Il team guidato da Krishna Bahadur KC del Department of geography, environment and geomatics, dell’università di Guelph ha confrontato la produzione agricola globale con le raccomandazioni dei nutrizionisti per un consumo sano e e ha trovato «una drastica discrepanza».

Un autore dello studio, Evan Fraser, a capo del Canada Research Chair in Global Food Security e direttore di Arrell Food Institute dell’università di Guelph, spiega che «Con l’attuale sistema agricolo globale, semplicemente non possiamo adottare tutti una dieta sana. I risultati dimostrano che il sistema globale sovraproduce cereali, grassi e zuccheri, mentre la produzione di frutta e verdura e, in misura minore, le proteine ​​non sono sufficienti a soddisfare i bisogni nutrizionali della popolazione attuale».

Lo studio ha calcolato il numero di porzioni per persona sul pianeta per ciascun gruppo alimentare basandosi sulla guida “Healthy Eating Plate” dell’università di Harvard, che raccomanda che il 50% della nostra dieta sia composta da frutta e verdura, il 25% da cereali integrali e il 25% da proteine, grassi e prodotti lattiero-caseari.

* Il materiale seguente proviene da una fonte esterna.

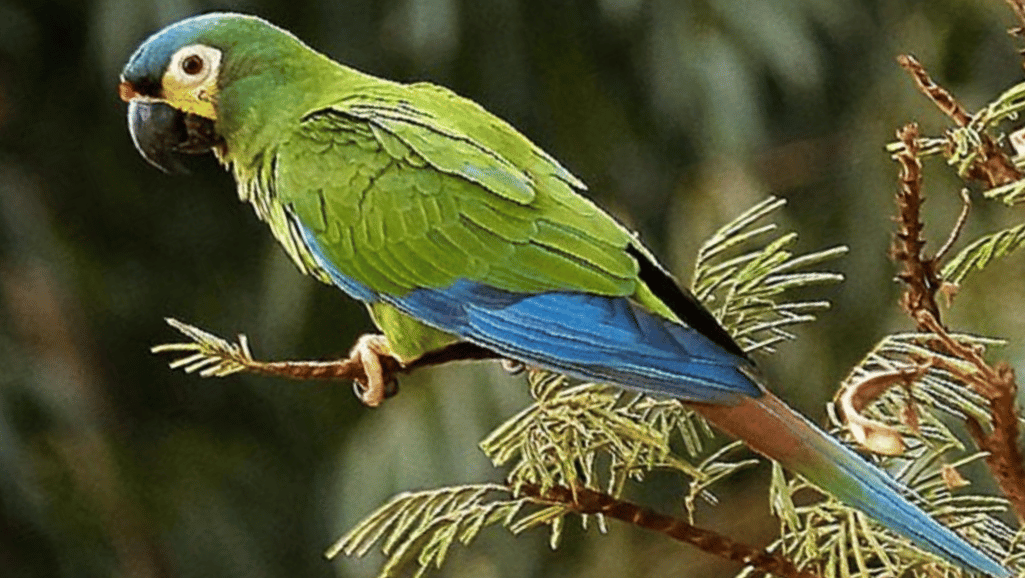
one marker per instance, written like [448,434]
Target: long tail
[772,428]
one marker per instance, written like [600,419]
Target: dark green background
[679,115]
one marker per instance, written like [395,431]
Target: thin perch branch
[210,356]
[584,500]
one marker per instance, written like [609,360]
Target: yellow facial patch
[191,80]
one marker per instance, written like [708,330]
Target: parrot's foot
[379,364]
[514,367]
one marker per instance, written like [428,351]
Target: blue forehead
[152,57]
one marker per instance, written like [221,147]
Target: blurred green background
[679,115]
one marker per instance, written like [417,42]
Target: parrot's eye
[193,65]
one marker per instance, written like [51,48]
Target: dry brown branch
[917,273]
[1018,7]
[997,384]
[992,167]
[588,501]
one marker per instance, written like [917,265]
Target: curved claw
[379,365]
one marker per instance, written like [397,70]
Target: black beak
[162,133]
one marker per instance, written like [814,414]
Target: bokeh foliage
[677,114]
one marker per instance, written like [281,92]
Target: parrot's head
[182,83]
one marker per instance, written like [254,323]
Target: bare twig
[992,167]
[588,501]
[917,273]
[1018,7]
[958,226]
[213,357]
[997,384]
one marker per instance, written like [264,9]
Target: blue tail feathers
[613,339]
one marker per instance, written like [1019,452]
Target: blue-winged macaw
[454,229]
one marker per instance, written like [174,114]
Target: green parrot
[461,235]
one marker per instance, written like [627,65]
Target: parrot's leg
[514,367]
[374,353]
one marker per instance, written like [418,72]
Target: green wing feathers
[405,202]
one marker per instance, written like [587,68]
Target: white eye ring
[193,65]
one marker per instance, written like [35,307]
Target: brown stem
[1018,7]
[917,273]
[998,385]
[588,501]
[992,167]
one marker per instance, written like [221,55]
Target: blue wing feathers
[589,336]
[613,339]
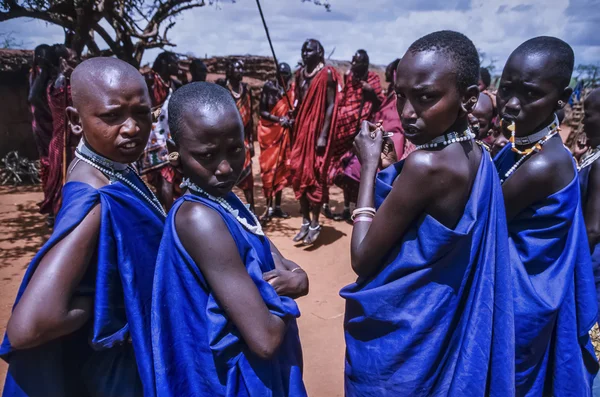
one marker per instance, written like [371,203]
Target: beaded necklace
[589,158]
[538,147]
[530,139]
[314,72]
[115,172]
[447,139]
[255,229]
[236,95]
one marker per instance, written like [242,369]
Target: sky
[385,28]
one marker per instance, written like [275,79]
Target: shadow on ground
[23,228]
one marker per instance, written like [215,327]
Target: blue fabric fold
[584,177]
[197,349]
[554,295]
[110,356]
[437,318]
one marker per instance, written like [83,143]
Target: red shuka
[349,119]
[309,170]
[274,143]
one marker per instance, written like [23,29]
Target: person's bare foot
[327,211]
[302,233]
[313,235]
[344,216]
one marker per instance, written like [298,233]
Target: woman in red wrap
[274,138]
[63,143]
[311,152]
[243,99]
[361,97]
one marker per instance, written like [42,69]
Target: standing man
[243,99]
[361,97]
[274,138]
[63,143]
[154,163]
[41,120]
[198,70]
[311,153]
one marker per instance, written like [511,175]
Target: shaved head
[98,75]
[201,100]
[593,97]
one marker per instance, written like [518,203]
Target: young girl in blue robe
[431,312]
[554,296]
[80,325]
[589,180]
[223,314]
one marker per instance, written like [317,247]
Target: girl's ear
[173,154]
[469,99]
[74,121]
[564,98]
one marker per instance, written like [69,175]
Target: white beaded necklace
[589,158]
[533,138]
[447,139]
[223,203]
[536,149]
[93,161]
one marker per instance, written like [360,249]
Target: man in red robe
[40,78]
[243,99]
[154,163]
[388,115]
[274,138]
[63,143]
[311,152]
[360,98]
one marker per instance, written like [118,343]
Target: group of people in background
[474,237]
[287,105]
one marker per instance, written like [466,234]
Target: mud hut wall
[15,116]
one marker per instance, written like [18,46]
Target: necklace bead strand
[115,175]
[589,158]
[223,203]
[447,139]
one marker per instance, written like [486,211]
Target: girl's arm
[288,279]
[208,241]
[409,197]
[48,310]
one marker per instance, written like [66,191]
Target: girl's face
[591,119]
[211,146]
[114,114]
[528,94]
[429,102]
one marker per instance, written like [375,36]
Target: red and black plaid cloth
[348,120]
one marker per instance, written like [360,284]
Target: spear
[280,80]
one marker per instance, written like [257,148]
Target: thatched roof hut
[15,116]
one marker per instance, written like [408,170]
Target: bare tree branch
[136,25]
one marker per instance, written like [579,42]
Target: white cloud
[385,28]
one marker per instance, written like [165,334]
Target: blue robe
[584,177]
[555,300]
[197,349]
[99,359]
[437,318]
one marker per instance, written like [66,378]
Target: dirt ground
[23,231]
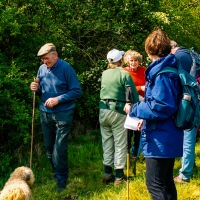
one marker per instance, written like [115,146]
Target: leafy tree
[83,31]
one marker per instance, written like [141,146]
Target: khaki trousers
[114,138]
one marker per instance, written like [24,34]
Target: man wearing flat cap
[58,86]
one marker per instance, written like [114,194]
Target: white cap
[114,55]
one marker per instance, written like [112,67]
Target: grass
[86,171]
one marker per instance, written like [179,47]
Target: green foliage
[86,172]
[83,31]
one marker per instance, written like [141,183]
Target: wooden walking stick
[32,128]
[129,132]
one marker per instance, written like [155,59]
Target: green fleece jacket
[113,86]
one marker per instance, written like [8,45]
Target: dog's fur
[18,185]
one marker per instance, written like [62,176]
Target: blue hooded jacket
[160,136]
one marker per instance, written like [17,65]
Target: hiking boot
[61,186]
[177,179]
[118,181]
[107,179]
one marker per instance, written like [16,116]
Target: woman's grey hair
[173,44]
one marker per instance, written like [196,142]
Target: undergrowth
[86,172]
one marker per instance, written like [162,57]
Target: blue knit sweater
[59,81]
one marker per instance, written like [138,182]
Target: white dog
[18,185]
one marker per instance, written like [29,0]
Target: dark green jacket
[113,87]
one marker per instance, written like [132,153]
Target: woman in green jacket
[114,83]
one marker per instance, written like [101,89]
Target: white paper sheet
[131,122]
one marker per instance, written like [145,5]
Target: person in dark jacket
[188,159]
[58,87]
[162,141]
[114,83]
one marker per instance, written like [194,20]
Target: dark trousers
[56,128]
[159,178]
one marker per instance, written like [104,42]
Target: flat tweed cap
[46,49]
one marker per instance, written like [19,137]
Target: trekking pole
[128,100]
[128,159]
[32,128]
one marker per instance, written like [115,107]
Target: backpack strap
[167,69]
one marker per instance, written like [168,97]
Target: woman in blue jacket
[162,141]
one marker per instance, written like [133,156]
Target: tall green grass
[86,172]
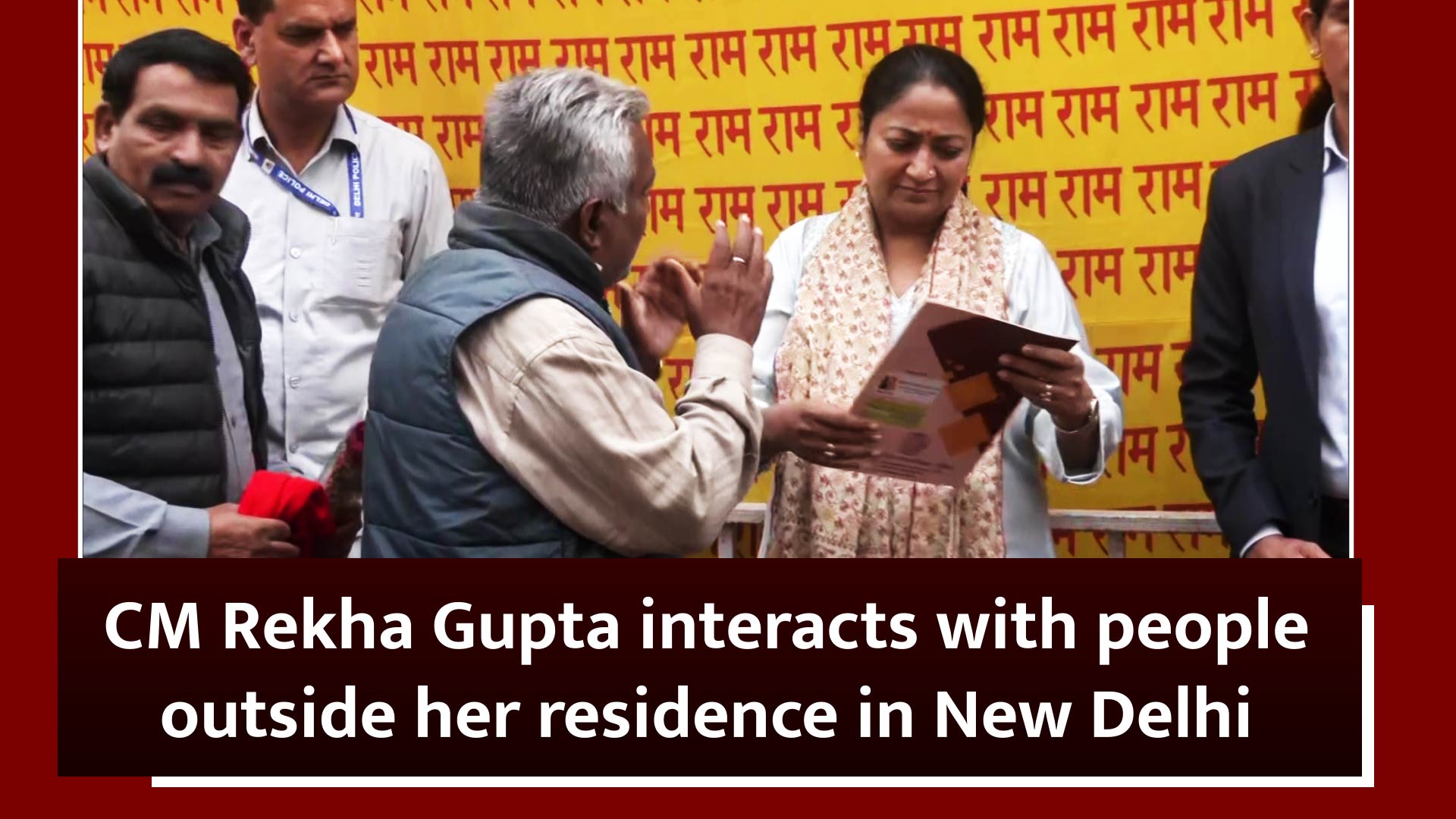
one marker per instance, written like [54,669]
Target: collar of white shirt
[346,130]
[1331,143]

I ricercatori canadesi hanno calcolato quanta terra è attualmente utilizzata per l’agricoltura e quanta ne sarebbe necessaria se tutti seguissero le raccomandazioni nutrizionali. Hanno poi proiettato quei numeri al  2050, quando la popolazione globale dovrebbe raggiungere i 9,8 miliardi. E hanno scoperto che attualmente produciamo 12 porzioni di cereali per persona invece delle 8 consigliate; 5 porzioni di frutta e verdura invece di 15;  3 porzioni di olio e grasso invece di 1;  3 porzioni di proteine ​​invece di 5 ;  4 porzioni di zucchero invece di nessuna.

Fraser evidenzia che «Quello che stiamo producendo a livello globale non è quello che dovremmo produrre secondo i nutrizionisti».

Bahadur KC  spiega a sua volta: «Dato che i carboidrati sono relativamente facili da produrre e possono nutrire molte persone, i Paesi in via di sviluppo si concentrano sulla crescita dei cereali. I Paesi sviluppati hanno sovvenzionato la produzione di grano e mais per decenni al fine di diventare autosufficienti e di stabilire una leadership globale nella loro produzione. Questi Paesi hanno speso molto più denaro per la ricerca e l’innovazione per queste colture che per la frutta e verdura. Anche il grasso, lo zucchero e il sale sono gustosi e sono ciò che noi umani bramiamo, quindi abbiamo una vera fame di questi alimenti. Tutti questi fattori combinati hanno portato a un sistema mondiale che sta davvero sovrapproducendo questi tipi di alimenti».

Lo studio conferma  che l’adozione di una dieta più nutriente non farebbe solo bene alla nostra salute, ma farebbe bene anche al  pianeta. Bahadur KC aggiunge: «Se passiamo a diete nutrienti, vedremmo una diminuzione della quantità di terra necessaria per nutrire la nostra popolazione in crescita».

I ricercatori hanno anche scoperto che passare a una produzione che si adegui alle linee guida alimentari dietetiche «Richiederebbe 50 milioni di ettari in meno di terra arabile, perché frutta e verdura richiedono meno terra da coltivare rispetto a cereali, zucchero e grassi. Ma per arrivare a questa diminuzione, i consumatori dovrebbero mangiare meno carne e l’industria agroalimentare dovrebbe produrre più proteine ​​vegetali».

Fraser  conclude: «I principali player dell’industria delle proteine ​​stanno investendo nelle opzioni di proteine alternative ​​come le proteine ​​vegetali e i consumatori stanno sfruttando il recente aumento delle opzioni di proteine alternative ​​che arrivano sul mercato. Senza nessun cambiamento, l’alimentazione di 9,8 miliardi di persone richiederà 12 milioni di ettari in più di terra arabile e almeno un miliardo di ettari in più di pascoli. Nutrire la prossima generazione è una delle sfide più urgenti del XXI secolo: per una popolazione in crescita, i nostri calcoli suggeriscono che l’unico modo per cibarsi con una dieta nutrizionalmente equilibrata, salvare la terra e ridurre l’emissione di gas serra è consumare e produrre più frutta e verdure e avviare la transizione verso diete con maggiori proteine vegetali».